Boddicker et al. conducted the largest population-based study to date of women over 65 years old diagnosed with breast in the U.S. to evaluate the frequency of a breast cancer predisposing gene in women over 65 years old. 26,707 women were included in the study. 51.5% had breast cancer and 48.5% were unaffected (did not have breast cancer). The genes included in the analysis were ATM, BARD1, BRCA1, BRCA2, CDH1, CHEK2, NF1, PALB2, PTEN, RAD51C, RAD51D, and TP53. The frequency of a pathogenic variant in a predisposition gene was 3.18% in women with breast cancer and 1.48% in unaffected women. Pathogenic variants in BRCA1, BRCA2, and PALB2 were found in 3.42% of women diagnosed with ER-negative breast cancer (vs. 1.0% in ER-positive) and 3.01% in women with triple negative breast cancer. Unaffected women who were carriers of BRCA1 and BRCA2 pathogenic variants had estimated remaining lifetime risks of breast cancer of 20% while women with PALB2 and CHEK2 carriers had 15% remaining lifetime risks. The study concluded that all women with triple negative or ER-negative breast cancer should undergo genetic testing. Furthermore, women over 65 years old with BRCA1 and BRCA2 pathogenic variants should undergo enhanced screening with MRI while women with PALB2 and CHEK2 pathogenic variants should consider enhanced screening.
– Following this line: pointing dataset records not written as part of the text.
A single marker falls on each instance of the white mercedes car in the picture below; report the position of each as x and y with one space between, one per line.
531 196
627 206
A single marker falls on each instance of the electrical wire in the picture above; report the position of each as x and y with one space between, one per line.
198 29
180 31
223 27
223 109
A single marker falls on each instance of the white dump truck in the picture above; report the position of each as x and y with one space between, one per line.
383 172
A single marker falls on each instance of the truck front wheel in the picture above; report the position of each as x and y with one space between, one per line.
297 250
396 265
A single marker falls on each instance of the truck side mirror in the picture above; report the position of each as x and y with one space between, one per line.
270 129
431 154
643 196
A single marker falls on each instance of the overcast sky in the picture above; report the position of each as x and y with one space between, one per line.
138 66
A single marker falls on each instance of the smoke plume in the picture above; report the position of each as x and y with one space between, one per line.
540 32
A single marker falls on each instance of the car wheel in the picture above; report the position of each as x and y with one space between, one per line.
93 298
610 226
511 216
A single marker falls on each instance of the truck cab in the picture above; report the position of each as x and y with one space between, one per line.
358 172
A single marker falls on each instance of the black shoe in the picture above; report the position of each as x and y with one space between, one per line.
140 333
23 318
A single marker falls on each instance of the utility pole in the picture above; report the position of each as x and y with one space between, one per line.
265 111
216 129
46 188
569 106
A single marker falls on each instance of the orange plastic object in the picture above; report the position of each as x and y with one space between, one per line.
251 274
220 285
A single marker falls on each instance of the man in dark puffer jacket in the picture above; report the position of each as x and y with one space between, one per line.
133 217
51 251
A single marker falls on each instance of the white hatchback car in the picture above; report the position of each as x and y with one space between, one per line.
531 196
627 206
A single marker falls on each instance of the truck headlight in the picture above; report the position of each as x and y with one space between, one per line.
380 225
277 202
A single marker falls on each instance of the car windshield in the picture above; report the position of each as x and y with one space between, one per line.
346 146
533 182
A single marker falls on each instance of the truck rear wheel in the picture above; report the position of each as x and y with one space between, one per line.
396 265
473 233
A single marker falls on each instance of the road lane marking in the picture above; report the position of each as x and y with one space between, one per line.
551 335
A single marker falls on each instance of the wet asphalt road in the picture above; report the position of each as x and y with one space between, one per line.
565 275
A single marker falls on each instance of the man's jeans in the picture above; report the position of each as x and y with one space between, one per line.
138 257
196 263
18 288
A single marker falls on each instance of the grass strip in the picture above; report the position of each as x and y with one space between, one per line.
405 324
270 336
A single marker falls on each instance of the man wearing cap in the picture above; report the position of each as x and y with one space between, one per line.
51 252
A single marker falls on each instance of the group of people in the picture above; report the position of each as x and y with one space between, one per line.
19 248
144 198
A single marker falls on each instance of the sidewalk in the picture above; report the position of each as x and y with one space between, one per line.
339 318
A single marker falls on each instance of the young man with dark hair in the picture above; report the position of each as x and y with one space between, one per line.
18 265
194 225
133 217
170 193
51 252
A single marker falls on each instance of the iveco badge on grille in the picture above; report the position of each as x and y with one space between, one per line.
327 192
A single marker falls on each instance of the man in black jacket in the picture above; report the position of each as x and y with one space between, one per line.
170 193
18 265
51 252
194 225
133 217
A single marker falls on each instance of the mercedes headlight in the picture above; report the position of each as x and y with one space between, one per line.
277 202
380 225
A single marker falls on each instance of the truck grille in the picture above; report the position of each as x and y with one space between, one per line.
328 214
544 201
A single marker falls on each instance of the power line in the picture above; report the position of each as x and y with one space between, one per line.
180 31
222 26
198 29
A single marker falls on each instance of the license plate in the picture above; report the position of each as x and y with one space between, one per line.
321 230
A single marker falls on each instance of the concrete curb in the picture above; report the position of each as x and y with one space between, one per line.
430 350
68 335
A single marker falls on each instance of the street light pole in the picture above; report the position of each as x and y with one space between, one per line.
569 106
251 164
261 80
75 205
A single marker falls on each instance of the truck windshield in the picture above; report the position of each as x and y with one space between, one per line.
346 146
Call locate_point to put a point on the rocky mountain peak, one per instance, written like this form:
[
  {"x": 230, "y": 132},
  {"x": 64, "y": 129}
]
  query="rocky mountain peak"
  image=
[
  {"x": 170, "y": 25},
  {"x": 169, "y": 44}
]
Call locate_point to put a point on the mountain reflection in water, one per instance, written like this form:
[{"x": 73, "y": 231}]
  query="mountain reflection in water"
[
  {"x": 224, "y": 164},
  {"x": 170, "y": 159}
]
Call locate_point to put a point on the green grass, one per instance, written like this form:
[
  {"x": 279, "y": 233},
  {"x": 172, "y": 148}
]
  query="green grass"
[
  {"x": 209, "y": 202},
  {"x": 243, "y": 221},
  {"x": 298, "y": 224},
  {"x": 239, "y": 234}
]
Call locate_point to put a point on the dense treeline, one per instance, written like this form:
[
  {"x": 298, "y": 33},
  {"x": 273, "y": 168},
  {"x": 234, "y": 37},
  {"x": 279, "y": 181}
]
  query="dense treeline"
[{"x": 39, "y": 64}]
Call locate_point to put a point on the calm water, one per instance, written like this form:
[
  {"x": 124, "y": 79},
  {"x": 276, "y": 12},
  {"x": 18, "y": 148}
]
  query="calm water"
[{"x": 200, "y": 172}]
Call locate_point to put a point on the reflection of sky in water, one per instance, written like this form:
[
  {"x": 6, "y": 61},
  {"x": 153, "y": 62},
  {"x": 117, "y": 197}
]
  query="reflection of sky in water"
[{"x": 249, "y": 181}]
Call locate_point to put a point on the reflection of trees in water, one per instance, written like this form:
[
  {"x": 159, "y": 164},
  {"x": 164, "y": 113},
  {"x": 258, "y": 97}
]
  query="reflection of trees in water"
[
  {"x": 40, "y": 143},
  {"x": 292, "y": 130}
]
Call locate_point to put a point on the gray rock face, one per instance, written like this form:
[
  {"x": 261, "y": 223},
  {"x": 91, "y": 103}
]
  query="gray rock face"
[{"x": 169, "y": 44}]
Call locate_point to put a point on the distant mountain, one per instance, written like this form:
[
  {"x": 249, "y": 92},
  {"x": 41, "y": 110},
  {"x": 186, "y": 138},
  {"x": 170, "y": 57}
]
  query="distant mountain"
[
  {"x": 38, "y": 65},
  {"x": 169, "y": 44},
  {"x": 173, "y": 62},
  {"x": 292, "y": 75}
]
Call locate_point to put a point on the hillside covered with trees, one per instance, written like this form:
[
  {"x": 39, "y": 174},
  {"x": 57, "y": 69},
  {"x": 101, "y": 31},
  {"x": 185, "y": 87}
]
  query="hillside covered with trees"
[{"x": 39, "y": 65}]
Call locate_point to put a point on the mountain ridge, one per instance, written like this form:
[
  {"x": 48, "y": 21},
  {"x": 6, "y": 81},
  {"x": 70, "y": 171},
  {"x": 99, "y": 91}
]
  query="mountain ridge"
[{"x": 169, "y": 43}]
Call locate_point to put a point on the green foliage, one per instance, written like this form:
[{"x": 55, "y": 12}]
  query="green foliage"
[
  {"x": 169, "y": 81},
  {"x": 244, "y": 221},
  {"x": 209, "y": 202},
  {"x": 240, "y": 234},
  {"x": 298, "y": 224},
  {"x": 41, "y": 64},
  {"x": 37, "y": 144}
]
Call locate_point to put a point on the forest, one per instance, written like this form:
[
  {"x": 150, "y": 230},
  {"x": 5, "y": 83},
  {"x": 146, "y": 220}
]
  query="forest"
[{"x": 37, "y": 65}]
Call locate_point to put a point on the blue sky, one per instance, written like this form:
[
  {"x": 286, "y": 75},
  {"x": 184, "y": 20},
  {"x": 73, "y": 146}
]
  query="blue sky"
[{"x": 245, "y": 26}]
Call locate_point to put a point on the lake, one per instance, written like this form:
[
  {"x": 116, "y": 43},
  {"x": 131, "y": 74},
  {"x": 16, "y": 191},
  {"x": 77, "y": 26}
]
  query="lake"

Patients interested in genetic testing should discuss this with their doctor. The decision for testing will be based on personal and family history, as well as subtype of breast cancer. Those identified as high risk for breast cancer, including those with a pathogenic variant in a breast cancer predisposing gene should also discuss with their surgeon if they should receive enhance surveillance imaging with MRI and whether a risk-reducing prophylactic mastectomy should be performed. Boddicker et al. suggest that women over 65 years old should also be part of this conversation.